Adam Ritter | rbr.bio's avatar
aritter 2 years ago
I added the ,,show reply to a note if the note was replying to the same author functionality''. Next I need to implement replying (a basic login is already implemented), and then https://rbr.bio can be used as a light client for chatting :) Feel free to reply to my posts if you're interested in trying it out as a chat application :)

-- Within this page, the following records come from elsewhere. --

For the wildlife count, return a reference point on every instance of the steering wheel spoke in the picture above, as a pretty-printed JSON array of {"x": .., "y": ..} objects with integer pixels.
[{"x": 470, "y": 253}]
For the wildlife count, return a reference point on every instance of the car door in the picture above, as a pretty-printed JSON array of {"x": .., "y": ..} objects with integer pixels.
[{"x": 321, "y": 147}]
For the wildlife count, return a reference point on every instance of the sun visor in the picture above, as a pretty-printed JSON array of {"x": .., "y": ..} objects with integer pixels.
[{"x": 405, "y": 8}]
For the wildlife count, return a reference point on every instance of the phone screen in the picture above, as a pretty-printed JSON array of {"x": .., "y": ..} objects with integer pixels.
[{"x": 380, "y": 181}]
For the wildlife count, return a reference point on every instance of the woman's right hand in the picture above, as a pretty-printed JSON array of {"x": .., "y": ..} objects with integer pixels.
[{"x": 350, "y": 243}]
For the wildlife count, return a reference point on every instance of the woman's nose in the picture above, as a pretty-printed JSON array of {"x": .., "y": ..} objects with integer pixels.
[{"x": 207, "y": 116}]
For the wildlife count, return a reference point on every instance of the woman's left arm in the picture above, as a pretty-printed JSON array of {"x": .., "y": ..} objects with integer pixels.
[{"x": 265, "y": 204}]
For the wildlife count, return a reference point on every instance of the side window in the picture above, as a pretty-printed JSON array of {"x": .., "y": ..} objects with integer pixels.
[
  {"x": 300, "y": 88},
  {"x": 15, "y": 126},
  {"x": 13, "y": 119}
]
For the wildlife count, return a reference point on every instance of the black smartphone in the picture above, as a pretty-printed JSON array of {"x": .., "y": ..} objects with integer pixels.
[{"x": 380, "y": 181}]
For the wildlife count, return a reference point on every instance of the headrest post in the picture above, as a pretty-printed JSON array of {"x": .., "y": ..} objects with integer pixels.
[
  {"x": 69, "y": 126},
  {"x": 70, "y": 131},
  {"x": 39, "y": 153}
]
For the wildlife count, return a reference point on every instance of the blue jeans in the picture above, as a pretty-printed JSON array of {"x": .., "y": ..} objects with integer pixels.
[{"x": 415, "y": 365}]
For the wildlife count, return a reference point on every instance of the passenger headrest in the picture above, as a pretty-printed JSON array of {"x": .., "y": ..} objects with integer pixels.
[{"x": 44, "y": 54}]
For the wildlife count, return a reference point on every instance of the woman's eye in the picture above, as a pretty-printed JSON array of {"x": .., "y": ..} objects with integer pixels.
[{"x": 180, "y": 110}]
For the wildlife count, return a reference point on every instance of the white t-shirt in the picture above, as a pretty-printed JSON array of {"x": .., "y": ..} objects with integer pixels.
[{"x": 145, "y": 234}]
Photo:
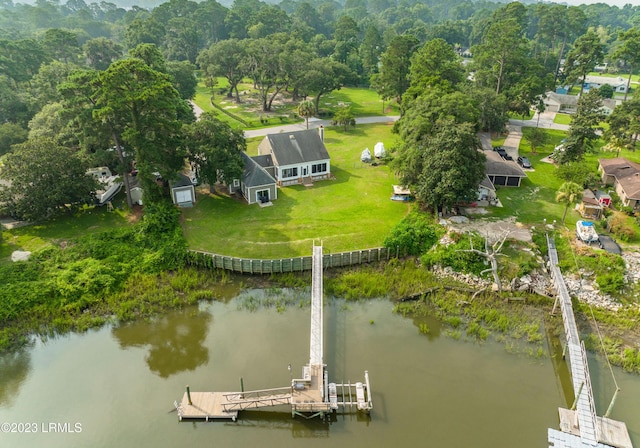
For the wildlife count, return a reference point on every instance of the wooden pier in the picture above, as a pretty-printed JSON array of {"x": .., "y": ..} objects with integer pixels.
[
  {"x": 580, "y": 427},
  {"x": 310, "y": 396},
  {"x": 204, "y": 406}
]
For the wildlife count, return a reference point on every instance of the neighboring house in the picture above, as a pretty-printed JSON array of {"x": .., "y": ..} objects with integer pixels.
[
  {"x": 182, "y": 192},
  {"x": 608, "y": 105},
  {"x": 590, "y": 207},
  {"x": 486, "y": 190},
  {"x": 258, "y": 186},
  {"x": 624, "y": 175},
  {"x": 619, "y": 84},
  {"x": 603, "y": 198},
  {"x": 502, "y": 172},
  {"x": 297, "y": 157},
  {"x": 561, "y": 102}
]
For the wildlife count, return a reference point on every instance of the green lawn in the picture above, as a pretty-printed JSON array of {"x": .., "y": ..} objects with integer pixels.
[
  {"x": 363, "y": 101},
  {"x": 562, "y": 118},
  {"x": 535, "y": 200},
  {"x": 353, "y": 211},
  {"x": 37, "y": 236}
]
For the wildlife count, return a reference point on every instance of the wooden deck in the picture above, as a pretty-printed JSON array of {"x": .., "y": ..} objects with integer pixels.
[
  {"x": 205, "y": 406},
  {"x": 310, "y": 399},
  {"x": 612, "y": 432}
]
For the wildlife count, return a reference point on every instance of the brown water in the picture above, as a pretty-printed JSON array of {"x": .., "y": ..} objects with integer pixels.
[{"x": 118, "y": 384}]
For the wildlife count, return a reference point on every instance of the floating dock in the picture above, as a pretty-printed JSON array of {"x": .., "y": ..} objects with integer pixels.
[
  {"x": 580, "y": 427},
  {"x": 310, "y": 396}
]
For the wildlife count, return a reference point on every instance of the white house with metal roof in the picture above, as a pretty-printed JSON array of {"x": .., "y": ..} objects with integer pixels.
[{"x": 298, "y": 157}]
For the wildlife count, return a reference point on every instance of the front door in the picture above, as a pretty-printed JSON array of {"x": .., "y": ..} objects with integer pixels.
[{"x": 262, "y": 196}]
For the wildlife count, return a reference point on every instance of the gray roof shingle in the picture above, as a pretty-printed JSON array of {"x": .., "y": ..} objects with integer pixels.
[{"x": 291, "y": 148}]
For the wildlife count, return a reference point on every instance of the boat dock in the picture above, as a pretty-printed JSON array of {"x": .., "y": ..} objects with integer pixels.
[
  {"x": 310, "y": 396},
  {"x": 580, "y": 426}
]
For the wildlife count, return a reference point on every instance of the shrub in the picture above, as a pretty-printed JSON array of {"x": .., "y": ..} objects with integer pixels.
[
  {"x": 414, "y": 235},
  {"x": 454, "y": 255}
]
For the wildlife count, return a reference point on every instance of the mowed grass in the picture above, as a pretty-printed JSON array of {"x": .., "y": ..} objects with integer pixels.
[
  {"x": 353, "y": 211},
  {"x": 562, "y": 118},
  {"x": 535, "y": 200},
  {"x": 37, "y": 236},
  {"x": 363, "y": 101}
]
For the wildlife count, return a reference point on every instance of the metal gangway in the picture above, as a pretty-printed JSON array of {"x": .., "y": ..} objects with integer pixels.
[
  {"x": 310, "y": 396},
  {"x": 580, "y": 426}
]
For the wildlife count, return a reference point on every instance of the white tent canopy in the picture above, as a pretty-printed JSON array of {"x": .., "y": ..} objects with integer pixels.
[{"x": 366, "y": 155}]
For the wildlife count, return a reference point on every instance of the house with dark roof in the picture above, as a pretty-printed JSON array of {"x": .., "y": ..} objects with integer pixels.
[
  {"x": 502, "y": 172},
  {"x": 590, "y": 207},
  {"x": 619, "y": 84},
  {"x": 298, "y": 157},
  {"x": 258, "y": 186},
  {"x": 624, "y": 175},
  {"x": 182, "y": 192},
  {"x": 561, "y": 102}
]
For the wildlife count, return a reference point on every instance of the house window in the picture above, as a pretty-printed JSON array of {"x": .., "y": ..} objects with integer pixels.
[
  {"x": 319, "y": 168},
  {"x": 289, "y": 172}
]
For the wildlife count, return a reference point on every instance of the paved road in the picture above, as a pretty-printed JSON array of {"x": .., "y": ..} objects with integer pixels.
[
  {"x": 512, "y": 142},
  {"x": 314, "y": 123}
]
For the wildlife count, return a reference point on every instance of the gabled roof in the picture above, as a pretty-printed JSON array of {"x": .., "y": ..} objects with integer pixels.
[
  {"x": 291, "y": 148},
  {"x": 486, "y": 183},
  {"x": 496, "y": 166},
  {"x": 561, "y": 98},
  {"x": 254, "y": 175},
  {"x": 613, "y": 82},
  {"x": 589, "y": 198},
  {"x": 627, "y": 174},
  {"x": 181, "y": 181}
]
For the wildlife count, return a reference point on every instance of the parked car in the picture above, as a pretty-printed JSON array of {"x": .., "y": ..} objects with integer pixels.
[
  {"x": 524, "y": 162},
  {"x": 607, "y": 243}
]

Adam Ritter | rbr.bio's avatar
aritter 2 years ago
New milestone in rbr.bio development: threading in the feed view of a person mostly works. Also view as is implemented for fun. The goal of the feed view was to be a simple, self contained, but flexible implementation that is able to recursively load all parent events, merge threads, reorder threads (right now based on newest timestamp in the thread that is shown). I'm planning to add minimal client features for playing with it better (like / reply / follow / login / maybe photos, make it super interactive, for example guarantee to show events from people that I replied to in a thread), but not planning to make it a client, as I'm more interested in creating a library for all clients that need feed support, which means that it has to be super flexible (showing comments, likes optional, recursive previous events optional, 100% customizable html / css). One more thing that *has* to be flexible is ranking: first I'm planning to play with ranking myself, but make sure it's pluggable as well. With generic timeline the ranking function is easy-to compose (just take the minimum / maximum score of 2 threads when merging 2 threads into 1), but I'm not totally opposed to having much more complex ranking functions as well if they make sense and practical (that need all events in a thread and other metadata to compute a ranking function). As I want to use Nostr as a Telegram / WhatsApp / HackerNews replacement for myself, my main ranking criteria will be the probablility that both I want to comment on a thread, and also I'm getting a comment reply. I know that many people care about likes / zaps, I care more about comments.